Catanzaro, "nuova" Camera di Commercio «illegittima e inesistente»

La Regione blocca la nomina di Daniele Rossi alla presidenza e chiede l’intervento del ministero dello Sviluppo economico. Che ha già bocciato la procedura. La replica: «È un attacco alla democrazia» Mercoledì, 06 Dicembre 2017 15:41 Pubblicato in Politica
La Camera di Commercio di Catanzaro La Camera di Commercio di Catanzaro

CATANZARO Tanto per chiarire che i toni non sono per niente concilianti, la Regione segnala che «l’insediamento del Consiglio camerale della Camera di Commercio di Catanzaro deve ritenersi non esistente e comunque illegittimo». Quella di Daniele Rossi, presidente di Confindustria Catanzaro, al timone dell’ente camerale è dunque un’elezione “alla catalana”: perfettamente legittima per gli imprenditori “ammutinati” di Catanzaro, addirittura «non esistente» per il dipartimento Sviluppo economico della Cittadella. Per il semplice motivo che la nomina non rispetterebbe la legge. 
E proprio il dipartimento, in una nota spedita a ministeri (dello Sviluppo economico e dell’Economia), al Consiglio dei ministri, a Unioncamere e agli enti di mezza Italia (e di quasi tutta la Calabria) ripercorre i passaggi di uno scontro istituzionale che si è acceso a fine novembre. Quando la stessa Regione, dopo aver indetto il rinnovo del consiglio camerale (ignorando, di fatto, la legge che prevede l’accorpamento delle Camere di commercio di Catanzaro, Crotone e Vibo Valentia), ha dichiarato la nullità di quella convocazione. Un dietrofront che non è piaciuto ad alcune associazioni di categoria: hanno scelto di votare nonostante lo stop imposto dalla Cittadella e Rossi l’ha spuntata. Adesso, però, è un presidente “inesistente”. 

Il giro vorticoso di comunicazioni ufficiali inizia il 28 novembre.
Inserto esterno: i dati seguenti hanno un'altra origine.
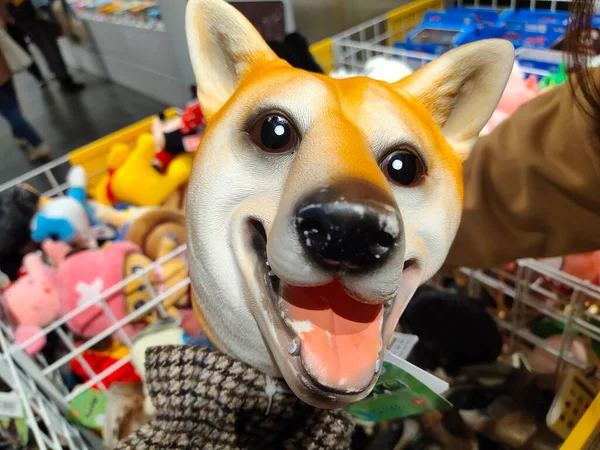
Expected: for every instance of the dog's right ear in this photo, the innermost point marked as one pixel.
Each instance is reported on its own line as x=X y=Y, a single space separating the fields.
x=224 y=47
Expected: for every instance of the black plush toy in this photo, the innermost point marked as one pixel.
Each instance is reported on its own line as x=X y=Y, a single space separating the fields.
x=454 y=331
x=294 y=49
x=17 y=207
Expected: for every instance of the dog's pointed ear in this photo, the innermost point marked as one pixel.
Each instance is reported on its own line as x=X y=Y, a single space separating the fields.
x=462 y=88
x=224 y=47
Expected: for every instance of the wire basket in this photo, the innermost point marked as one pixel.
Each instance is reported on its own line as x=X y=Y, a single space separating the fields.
x=40 y=384
x=352 y=48
x=534 y=296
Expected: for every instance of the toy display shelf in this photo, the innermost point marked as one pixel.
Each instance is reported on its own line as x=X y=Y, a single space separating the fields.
x=36 y=383
x=352 y=48
x=538 y=290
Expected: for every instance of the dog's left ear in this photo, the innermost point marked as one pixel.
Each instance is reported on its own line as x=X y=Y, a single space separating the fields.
x=462 y=88
x=224 y=47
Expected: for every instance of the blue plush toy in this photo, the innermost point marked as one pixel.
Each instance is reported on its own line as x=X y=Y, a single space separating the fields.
x=65 y=218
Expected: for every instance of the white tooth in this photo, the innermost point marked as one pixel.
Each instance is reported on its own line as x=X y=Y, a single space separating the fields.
x=293 y=347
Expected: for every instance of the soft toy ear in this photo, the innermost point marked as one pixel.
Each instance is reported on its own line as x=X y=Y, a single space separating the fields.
x=224 y=47
x=461 y=89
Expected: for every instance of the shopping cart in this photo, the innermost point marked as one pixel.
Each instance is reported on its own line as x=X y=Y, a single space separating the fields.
x=43 y=396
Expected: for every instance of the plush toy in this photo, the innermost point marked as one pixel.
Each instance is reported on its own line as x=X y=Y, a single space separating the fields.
x=84 y=275
x=65 y=218
x=136 y=182
x=158 y=232
x=519 y=90
x=32 y=302
x=102 y=192
x=316 y=209
x=295 y=50
x=554 y=79
x=17 y=207
x=148 y=229
x=176 y=136
x=103 y=356
x=119 y=219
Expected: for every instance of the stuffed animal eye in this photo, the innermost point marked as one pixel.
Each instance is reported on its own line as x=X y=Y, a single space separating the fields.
x=274 y=133
x=403 y=168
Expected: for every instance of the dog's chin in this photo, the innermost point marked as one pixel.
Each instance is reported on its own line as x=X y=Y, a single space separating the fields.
x=328 y=346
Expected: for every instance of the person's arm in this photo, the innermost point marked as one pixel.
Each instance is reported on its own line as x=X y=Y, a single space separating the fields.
x=532 y=187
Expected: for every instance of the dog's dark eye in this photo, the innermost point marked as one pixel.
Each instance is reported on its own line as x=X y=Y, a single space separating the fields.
x=403 y=168
x=274 y=133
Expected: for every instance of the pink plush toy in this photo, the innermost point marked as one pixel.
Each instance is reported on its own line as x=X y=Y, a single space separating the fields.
x=83 y=276
x=32 y=302
x=519 y=90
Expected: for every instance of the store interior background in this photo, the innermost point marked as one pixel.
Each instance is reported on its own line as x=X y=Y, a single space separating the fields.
x=68 y=122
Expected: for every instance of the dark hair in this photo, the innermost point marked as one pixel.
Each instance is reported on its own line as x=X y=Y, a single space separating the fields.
x=577 y=58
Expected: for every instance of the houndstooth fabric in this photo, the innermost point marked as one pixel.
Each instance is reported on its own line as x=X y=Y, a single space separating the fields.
x=207 y=400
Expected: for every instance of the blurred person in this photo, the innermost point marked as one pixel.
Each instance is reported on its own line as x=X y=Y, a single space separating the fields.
x=25 y=135
x=19 y=36
x=38 y=23
x=532 y=186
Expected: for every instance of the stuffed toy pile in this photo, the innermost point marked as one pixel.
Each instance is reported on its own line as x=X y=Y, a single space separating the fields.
x=108 y=270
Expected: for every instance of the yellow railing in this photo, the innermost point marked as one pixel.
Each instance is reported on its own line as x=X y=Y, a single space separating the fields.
x=93 y=156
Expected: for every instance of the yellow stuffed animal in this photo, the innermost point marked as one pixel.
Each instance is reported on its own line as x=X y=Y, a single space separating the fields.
x=132 y=179
x=102 y=192
x=138 y=183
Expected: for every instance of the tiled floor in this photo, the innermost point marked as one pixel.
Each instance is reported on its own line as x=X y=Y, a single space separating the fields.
x=67 y=122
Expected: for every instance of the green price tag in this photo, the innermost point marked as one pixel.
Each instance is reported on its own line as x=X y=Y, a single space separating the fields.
x=89 y=409
x=397 y=394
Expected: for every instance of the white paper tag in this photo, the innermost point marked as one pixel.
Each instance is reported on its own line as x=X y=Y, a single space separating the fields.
x=402 y=344
x=431 y=381
x=10 y=406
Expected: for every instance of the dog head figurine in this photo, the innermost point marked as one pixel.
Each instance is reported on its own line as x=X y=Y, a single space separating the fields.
x=316 y=206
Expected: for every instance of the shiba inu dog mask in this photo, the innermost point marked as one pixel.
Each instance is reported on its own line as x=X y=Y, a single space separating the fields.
x=317 y=206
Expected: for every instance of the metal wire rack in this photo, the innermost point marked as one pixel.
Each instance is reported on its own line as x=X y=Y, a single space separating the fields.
x=40 y=385
x=353 y=47
x=537 y=291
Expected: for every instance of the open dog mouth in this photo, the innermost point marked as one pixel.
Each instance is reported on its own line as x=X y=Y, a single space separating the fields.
x=333 y=342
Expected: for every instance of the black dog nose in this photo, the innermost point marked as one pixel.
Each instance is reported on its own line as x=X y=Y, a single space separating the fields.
x=350 y=226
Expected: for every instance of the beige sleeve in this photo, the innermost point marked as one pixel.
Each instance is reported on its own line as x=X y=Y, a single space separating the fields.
x=532 y=187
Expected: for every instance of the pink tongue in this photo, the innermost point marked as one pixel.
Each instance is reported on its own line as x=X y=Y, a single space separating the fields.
x=340 y=338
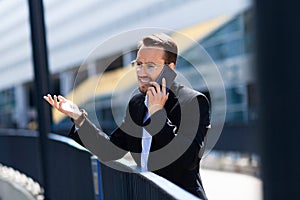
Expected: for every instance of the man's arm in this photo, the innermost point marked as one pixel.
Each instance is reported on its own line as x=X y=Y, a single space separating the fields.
x=87 y=134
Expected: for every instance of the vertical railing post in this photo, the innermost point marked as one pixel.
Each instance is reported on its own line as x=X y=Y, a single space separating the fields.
x=41 y=74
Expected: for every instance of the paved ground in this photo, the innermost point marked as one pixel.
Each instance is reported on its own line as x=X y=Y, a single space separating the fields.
x=231 y=186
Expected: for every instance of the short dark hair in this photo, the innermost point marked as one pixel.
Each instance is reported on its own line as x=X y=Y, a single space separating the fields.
x=164 y=41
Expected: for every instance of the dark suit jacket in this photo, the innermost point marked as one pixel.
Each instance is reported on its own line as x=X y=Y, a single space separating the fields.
x=177 y=131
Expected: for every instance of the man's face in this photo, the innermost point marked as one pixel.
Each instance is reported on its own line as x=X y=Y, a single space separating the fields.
x=153 y=56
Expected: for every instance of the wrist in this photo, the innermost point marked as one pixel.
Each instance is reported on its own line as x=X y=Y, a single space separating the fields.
x=154 y=108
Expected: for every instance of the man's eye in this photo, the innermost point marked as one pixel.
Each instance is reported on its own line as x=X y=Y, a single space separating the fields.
x=151 y=66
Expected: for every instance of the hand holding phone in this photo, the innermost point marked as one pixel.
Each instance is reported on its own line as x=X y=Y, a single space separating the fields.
x=168 y=74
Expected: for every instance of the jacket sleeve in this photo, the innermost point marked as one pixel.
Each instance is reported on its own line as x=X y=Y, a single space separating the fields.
x=98 y=142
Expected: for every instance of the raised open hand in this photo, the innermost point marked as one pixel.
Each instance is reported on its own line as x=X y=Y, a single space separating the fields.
x=64 y=105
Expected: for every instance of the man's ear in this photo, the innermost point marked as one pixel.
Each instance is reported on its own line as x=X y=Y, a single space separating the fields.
x=172 y=66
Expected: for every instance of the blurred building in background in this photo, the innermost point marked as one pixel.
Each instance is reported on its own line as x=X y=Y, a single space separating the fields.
x=74 y=28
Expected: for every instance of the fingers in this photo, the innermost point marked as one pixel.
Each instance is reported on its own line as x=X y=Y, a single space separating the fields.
x=61 y=99
x=164 y=86
x=49 y=99
x=56 y=101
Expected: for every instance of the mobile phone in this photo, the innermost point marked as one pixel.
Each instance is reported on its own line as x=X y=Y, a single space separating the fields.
x=168 y=74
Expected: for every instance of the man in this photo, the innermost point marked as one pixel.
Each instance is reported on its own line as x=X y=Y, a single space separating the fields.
x=164 y=127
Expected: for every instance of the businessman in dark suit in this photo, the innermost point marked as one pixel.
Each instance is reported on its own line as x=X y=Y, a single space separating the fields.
x=164 y=127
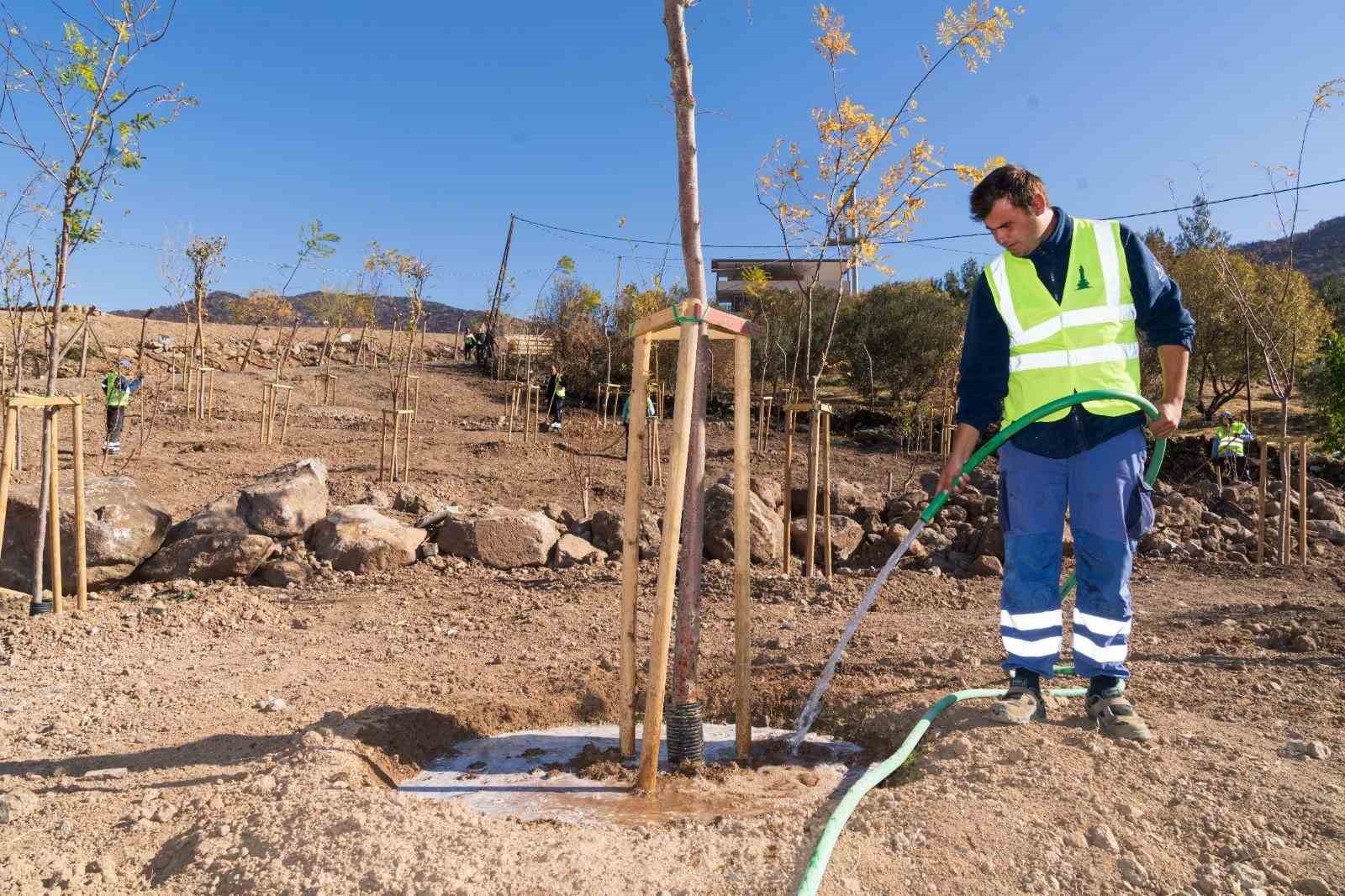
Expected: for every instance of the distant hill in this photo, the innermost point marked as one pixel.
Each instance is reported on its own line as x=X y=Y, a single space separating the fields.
x=441 y=318
x=1317 y=252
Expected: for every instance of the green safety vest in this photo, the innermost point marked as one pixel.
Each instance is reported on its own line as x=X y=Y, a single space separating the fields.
x=1084 y=342
x=1231 y=440
x=118 y=397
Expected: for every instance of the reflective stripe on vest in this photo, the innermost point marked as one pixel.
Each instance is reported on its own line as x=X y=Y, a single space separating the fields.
x=1231 y=439
x=1087 y=340
x=118 y=397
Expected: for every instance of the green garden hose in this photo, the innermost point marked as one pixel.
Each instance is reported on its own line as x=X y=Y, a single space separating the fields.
x=831 y=833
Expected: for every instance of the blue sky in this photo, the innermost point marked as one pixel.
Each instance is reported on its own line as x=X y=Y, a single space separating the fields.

È il Mise (ministero dello Sviluppo economico) a comunicare alla Regione che l’eventuale insediamento del Consiglio «non appare legittimato alla luce delle disposizioni normative di cui al decreto dell’8 agosto 2017, in quanto le procedure di rinnovo dovevano ritenersi interrotte a decorrere dalla data di entrata in vigore del sopracitato decreto». A Catanzaro, però, fanno orecchie da mercante, nonostante – si legge sempre nella nota del dipartimento, firmata dal direttore generale Fortunato Varone – la Regione avesse «regolarmente notificato al segretario generale della Camera di Commercio di Catanzaro» il niet romano. 
Qualche giorno dopo, il 1° dicembre scorso, il ministero ha confermato la propria lettura degli atti: non bastava la convocazione della Regione per legittimare la nascita del Consiglio camerale. Ergo, «il procedimento deve essere interrotto». E va da sé che «l’insediamento del Consiglio della Camera di Commercio di Catanzaro, dopo la data del 19 settembre 2017, non possa considerarsi legittimo». 
Conclusione: per la burocrazia regionale il nuovo Consiglio e il nuovo presidente non esistono e l’unica autorità riconosciuta è quella del commissario straordinario Giorgio Sganga, invitato – assieme al segretario generale (che, però, ha avallato l’elezione di Rossi) – «a farsi garante dell’attuazione di quanto segnalato dal Mise e dagli atti adottati dalla Regione Calabria». Varone chiude rivolgendosi al ministero perché ponga in essere «tutte le azioni o iniziative necessarie e opportune a garantire il rispetto delle disposizioni normative». Non siamo alla richiesta di invio della Guardia civil per calmare i bollenti spiriti degli ammutinati di Catanzaro, ma poco ci manca. 

ROSSI: «ATTACCO ALLA DEMOCRAZIA» La risposta di Daniele Rossi arriva nel pomeriggio. Il presidente provinciale di Confindustria utilizza i suoi canali social: «Apprendo dalla stampa che per il presidente della Regione Calabria, Mario Oliverio, sarei "illegittimo", addirittura "inesistente". E assieme a me tutto il Consiglio che mi ha eletto a Presidente della Camera di Commercio di Catanzaro. E questa cosa mi lascia abbastanza incredulo, perché reputo assurdo che la Regione Calabria voglia far finta che la mia elezione non sia mai avvenuta. Voglio essere molto chiaro: lo reputo un attacco alla democrazia. Per questo motivo, qualora necessario, provvederò a tutelare in tutte le opportune sedi giudiziarie l'immagine dell'ente camerale alla cui Presidenza sono stato chiamato dal mondo economico di tutta la provincia di Catanzaro.